More about "Omniscan"

Omniscan is a gadolinium-based magnetic resonance imaging (MRI) contrast agent used to enhance visualization of structures and pathologies in the body.
It contains the active ingredient gadodiamide, which alters the magnetic properties of nearby protons, allowing for improved contrast in MRI scans.
Omniscan is typically administered intravenously and is commonly used to assess the brain, spinal cord, blood vessels, and other organs.
It is particularly useful for detecting and monitoring conditions such as tumors, infections, and inflammation.
Similar gadolinium-based contrast agents like Magnevist, Gadovist, and Dotarem are also widely used in MRI imaging.
These agents, including Omniscan, have been extensively studied and their safety and efficacy in MRI imaging have been well-established.
However, it's important to consult with a healthcare provider to determine the appropriate use and potential risks for each individual patient.
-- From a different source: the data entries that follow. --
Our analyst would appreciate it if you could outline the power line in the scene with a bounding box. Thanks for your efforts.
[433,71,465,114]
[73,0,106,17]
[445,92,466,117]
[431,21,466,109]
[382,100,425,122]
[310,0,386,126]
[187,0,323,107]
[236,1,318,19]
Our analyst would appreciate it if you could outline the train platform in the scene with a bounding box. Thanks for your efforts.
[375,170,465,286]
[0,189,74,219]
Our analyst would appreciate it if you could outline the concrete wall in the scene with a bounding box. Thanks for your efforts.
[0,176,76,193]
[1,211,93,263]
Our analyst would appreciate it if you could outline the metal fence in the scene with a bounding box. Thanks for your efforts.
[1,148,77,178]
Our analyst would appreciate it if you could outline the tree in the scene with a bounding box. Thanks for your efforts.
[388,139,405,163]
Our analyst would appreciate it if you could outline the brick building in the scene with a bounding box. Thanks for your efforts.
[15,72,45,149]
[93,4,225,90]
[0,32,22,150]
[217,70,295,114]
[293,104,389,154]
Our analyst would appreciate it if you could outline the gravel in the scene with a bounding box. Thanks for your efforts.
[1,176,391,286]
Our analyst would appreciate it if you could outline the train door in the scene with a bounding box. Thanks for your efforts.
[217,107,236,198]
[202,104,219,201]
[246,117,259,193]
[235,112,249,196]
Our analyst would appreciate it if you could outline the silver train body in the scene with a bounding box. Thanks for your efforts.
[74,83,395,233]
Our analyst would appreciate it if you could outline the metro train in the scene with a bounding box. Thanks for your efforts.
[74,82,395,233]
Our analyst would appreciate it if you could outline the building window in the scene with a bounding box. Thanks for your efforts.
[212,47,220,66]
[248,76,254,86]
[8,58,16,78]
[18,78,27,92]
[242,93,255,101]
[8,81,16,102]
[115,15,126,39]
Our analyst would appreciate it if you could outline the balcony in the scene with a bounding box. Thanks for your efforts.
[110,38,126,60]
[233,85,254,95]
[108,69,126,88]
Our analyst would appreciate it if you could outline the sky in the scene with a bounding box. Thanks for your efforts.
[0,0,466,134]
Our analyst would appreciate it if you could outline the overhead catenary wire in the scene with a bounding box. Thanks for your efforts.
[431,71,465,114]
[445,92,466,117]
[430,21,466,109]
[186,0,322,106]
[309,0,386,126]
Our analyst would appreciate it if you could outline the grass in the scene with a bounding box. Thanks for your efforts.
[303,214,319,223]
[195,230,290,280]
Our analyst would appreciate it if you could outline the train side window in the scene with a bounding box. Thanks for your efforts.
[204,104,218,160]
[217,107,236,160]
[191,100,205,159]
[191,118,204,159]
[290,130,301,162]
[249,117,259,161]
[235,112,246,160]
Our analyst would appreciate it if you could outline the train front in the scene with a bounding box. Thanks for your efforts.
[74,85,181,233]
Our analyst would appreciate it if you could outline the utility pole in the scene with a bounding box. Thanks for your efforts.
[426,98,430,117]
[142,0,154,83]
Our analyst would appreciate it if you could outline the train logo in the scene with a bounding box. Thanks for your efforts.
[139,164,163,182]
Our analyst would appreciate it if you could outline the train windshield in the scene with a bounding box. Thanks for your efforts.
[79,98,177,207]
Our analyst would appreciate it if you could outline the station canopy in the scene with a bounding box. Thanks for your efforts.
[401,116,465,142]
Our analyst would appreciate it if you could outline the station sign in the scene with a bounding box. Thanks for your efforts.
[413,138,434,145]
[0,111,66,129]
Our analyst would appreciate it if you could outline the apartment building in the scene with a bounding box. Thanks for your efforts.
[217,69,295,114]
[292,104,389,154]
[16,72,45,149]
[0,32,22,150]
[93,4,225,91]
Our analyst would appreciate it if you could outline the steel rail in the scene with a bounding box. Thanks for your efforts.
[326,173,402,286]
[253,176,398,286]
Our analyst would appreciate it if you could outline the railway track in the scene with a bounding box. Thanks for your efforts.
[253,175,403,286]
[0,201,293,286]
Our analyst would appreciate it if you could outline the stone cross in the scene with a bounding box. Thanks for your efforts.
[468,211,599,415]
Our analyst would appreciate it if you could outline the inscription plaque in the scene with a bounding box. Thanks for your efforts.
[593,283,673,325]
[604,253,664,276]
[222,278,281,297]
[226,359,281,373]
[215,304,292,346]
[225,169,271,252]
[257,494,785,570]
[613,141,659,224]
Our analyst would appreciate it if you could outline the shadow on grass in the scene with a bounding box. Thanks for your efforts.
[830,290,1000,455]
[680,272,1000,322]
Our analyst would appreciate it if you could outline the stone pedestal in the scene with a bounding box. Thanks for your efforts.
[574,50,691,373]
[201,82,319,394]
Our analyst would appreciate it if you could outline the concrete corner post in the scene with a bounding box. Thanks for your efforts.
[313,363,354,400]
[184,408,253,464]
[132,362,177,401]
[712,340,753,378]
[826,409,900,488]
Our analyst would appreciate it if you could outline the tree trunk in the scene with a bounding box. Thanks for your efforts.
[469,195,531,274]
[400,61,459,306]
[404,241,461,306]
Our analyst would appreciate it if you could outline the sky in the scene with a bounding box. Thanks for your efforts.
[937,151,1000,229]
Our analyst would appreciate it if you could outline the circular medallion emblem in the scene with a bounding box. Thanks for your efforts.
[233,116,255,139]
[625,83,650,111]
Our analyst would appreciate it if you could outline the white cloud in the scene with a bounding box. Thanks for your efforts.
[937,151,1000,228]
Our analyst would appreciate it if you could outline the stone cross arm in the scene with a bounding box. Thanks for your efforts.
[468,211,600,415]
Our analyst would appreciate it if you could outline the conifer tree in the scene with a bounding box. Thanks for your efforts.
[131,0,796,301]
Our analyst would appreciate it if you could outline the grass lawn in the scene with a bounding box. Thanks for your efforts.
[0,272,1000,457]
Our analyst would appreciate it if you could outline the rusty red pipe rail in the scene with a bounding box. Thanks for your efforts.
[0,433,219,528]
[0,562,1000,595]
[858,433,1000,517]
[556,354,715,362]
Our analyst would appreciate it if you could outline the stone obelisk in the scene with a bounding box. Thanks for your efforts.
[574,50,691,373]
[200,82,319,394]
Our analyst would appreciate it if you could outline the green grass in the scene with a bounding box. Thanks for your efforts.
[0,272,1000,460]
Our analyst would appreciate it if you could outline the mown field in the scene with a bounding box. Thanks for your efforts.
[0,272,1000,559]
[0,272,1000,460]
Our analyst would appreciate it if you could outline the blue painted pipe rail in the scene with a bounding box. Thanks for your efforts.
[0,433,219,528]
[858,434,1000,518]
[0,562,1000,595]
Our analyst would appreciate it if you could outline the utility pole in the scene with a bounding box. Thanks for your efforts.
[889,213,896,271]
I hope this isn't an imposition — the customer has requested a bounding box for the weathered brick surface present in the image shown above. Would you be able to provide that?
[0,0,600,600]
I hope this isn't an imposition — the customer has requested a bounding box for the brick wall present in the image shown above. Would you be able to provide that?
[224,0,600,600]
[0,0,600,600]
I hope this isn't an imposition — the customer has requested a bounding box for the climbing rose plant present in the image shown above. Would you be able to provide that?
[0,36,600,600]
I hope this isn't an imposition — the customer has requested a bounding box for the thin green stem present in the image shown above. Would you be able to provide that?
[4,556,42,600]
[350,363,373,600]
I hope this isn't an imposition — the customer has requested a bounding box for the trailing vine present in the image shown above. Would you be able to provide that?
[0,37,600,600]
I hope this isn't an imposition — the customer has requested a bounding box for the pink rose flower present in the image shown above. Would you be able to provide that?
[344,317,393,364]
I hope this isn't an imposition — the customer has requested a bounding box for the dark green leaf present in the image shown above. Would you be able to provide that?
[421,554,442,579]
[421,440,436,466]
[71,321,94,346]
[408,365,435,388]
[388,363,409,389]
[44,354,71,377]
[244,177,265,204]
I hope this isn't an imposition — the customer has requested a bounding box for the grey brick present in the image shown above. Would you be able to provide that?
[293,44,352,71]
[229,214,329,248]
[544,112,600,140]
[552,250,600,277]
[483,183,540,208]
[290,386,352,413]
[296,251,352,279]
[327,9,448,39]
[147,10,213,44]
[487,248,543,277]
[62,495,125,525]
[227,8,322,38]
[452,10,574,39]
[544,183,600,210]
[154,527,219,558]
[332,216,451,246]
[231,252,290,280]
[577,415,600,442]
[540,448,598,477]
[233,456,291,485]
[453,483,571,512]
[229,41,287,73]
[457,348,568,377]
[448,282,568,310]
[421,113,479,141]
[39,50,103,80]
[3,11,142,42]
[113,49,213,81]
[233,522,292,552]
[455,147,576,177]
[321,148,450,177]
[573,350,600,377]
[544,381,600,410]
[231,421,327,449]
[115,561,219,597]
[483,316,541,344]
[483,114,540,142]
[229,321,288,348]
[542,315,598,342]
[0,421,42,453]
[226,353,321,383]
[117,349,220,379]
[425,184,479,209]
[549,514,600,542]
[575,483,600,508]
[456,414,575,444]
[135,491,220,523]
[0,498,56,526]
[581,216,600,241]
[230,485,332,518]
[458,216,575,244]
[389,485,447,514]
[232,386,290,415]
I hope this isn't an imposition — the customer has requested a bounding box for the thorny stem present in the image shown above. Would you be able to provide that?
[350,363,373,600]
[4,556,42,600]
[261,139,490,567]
Advances in MRI technology, such as the use of powerful magnets like those found in Magnetom Avanto, Signa Excite, Signa HDxt, and Discovery 750 scanners, have further enhanced the capabilities of gadolinium-based contrast agents like Omniscan.
These cutting-edge MRI systems, combined with the latest imaging techniques, can provide more detailed and accurate visualizations of the body's structures and pathologies.
Experince the future of Omniscan research today with PubCompare.ai's AI-driven platform, which can help researchers and clinicians identify the best protocols and products for their Omniscan studies, improving reproducibility and accuracy.